A newly-created committee of the Canadian Parliament established to study the role and needs of co-operatives has started holding hearings in Ottawa.
The Special Committee on Co-operatives was created in June in response to a motion by Liberal MP Mauril Bélanger, who was appointed his party's advocate for co-ops earlier this year. The committee's mandate is to explore:
- the strategic role of co-operatives in the Canadian economy;
- economic, fiscal and monetary policies for strengthening Canadian co- operatives as well as for protecting the jobs they create;
- the capitalization of co-operatives
- whether the 1998 Canada Co-operatives Act requires updating; and
- what tools the government can use to provide greater support and a greater role for Canadian co-operatives.
The committee is chaired by Blake Richards, a Conservative MP from Alberta, and consists of seven Conservative MPs, four MPs from the New Democratic Party (the Official Opposition party in Parliament) and Mr. Bélanger, representing the Liberal Party.
The committee heard its first witnesses on July 10, including representatives of the Canadian Co-operative Association (CCA), Credit Union Central of Canada, the Co-operative Housing Federation of Canada, Gay Lea Foods Co-operative, The Co-operators and the Ontario Mutual Insurance Association.

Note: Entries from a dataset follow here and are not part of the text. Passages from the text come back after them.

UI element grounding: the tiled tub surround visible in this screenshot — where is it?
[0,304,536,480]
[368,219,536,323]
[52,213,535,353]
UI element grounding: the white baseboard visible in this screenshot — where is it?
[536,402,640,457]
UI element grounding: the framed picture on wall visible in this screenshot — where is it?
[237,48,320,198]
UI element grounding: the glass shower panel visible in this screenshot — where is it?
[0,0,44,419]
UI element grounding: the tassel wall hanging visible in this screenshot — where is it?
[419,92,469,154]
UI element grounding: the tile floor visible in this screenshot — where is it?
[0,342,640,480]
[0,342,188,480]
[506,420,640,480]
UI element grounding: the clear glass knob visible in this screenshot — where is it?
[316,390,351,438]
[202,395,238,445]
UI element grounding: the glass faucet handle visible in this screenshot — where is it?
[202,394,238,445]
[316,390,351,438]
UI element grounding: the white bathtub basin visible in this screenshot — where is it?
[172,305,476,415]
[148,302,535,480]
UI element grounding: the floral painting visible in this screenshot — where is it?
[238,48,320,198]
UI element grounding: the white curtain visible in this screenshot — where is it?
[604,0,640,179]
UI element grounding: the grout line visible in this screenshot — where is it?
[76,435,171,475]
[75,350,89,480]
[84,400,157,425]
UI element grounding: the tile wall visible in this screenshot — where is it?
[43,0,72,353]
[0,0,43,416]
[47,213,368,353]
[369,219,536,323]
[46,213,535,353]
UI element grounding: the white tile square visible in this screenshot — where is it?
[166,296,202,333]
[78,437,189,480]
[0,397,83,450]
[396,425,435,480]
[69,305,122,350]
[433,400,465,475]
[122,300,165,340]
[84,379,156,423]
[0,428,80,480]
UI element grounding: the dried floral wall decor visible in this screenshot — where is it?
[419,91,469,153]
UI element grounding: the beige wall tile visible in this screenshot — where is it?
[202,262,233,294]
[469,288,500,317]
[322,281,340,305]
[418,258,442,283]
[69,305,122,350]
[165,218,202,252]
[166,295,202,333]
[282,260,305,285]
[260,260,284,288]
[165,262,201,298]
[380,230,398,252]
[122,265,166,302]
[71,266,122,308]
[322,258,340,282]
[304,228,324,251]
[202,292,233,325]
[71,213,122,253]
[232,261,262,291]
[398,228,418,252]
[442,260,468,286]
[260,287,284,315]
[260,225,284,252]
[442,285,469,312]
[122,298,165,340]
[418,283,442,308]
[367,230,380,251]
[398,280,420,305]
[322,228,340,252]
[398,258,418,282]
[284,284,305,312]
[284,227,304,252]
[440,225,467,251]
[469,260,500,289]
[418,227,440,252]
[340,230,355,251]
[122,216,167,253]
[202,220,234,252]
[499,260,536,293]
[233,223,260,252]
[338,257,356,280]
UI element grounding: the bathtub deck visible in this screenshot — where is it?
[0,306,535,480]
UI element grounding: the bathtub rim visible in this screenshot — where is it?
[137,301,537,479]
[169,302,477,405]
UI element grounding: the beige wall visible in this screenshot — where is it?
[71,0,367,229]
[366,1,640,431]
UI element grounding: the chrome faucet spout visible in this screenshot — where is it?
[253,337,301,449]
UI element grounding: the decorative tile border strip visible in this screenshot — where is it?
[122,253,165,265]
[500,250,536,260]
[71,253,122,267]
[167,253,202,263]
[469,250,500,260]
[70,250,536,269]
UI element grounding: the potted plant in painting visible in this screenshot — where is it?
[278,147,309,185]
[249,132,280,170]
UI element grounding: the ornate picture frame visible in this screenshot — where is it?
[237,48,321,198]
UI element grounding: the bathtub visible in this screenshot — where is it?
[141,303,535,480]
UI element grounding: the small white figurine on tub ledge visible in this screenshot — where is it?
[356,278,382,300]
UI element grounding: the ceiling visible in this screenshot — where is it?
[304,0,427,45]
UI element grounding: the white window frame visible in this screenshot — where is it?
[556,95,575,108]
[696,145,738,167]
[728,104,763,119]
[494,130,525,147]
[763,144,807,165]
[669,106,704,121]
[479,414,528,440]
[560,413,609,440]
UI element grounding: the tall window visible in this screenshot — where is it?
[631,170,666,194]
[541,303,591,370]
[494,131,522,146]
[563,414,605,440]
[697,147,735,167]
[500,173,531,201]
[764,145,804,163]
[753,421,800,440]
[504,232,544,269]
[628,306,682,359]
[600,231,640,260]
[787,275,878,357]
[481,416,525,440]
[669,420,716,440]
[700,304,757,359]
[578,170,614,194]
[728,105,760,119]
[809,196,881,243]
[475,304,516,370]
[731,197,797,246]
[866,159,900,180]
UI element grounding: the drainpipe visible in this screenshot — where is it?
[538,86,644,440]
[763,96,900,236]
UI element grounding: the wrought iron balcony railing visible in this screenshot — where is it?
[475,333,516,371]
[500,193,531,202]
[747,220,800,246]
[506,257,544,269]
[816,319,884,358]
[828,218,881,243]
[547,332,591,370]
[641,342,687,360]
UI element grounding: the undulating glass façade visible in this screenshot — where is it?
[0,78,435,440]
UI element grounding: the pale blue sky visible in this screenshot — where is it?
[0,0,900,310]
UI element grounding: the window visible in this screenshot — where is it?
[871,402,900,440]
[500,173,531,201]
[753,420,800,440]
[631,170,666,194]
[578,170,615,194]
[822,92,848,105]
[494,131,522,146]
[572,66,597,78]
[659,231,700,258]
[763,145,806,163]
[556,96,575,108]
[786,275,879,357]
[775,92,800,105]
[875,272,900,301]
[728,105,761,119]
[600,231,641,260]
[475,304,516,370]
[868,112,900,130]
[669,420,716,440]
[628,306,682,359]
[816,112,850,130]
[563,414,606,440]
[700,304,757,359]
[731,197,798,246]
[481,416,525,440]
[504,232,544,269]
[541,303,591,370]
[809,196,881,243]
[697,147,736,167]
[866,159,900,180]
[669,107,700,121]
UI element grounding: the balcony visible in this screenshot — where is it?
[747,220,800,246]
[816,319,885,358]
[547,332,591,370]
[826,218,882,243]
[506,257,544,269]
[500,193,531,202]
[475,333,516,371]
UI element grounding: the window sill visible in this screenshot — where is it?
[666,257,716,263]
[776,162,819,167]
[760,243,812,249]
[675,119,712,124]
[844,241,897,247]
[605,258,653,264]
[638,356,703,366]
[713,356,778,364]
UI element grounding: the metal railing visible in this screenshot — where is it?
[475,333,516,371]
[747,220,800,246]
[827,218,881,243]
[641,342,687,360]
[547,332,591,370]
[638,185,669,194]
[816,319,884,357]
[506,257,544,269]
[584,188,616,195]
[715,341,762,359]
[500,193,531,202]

Witnesses from outside the co-operative and mutual sectors included representatives of the federal departments of Agriculture and Agri-Food Canada, Industry and Finance as well as the Canadian Bankers Association and Farmers of North America.
In her presentation to the committee, CCA Executive Director Denyse Guy briefed the MPs on the important role co-operatives play in the Canadian economy and the difficulties co-ops have obtaining federal funding. Ms. Guy suggested that federal responsibility for co-operatives be transferred from Agriculture and Agri-Food Canada to Industry Canada, since Canada's co-operative sector "goes far beyond agriculture and farming."
"Our members are telling us that there is huge potential for growth and needs within our communities that could be met, but only if we have additional support, " she said. "We see partnership with government as a key way of building on our current results."
Additional committee hearings are scheduled for July 24-27; in all, the committee is expected to hear from more than 50 witnesses from within and outside the co-operative sector. The committee will also accept written submissions until August 7.
The committee is expected to table its report in Parliament in mid-September.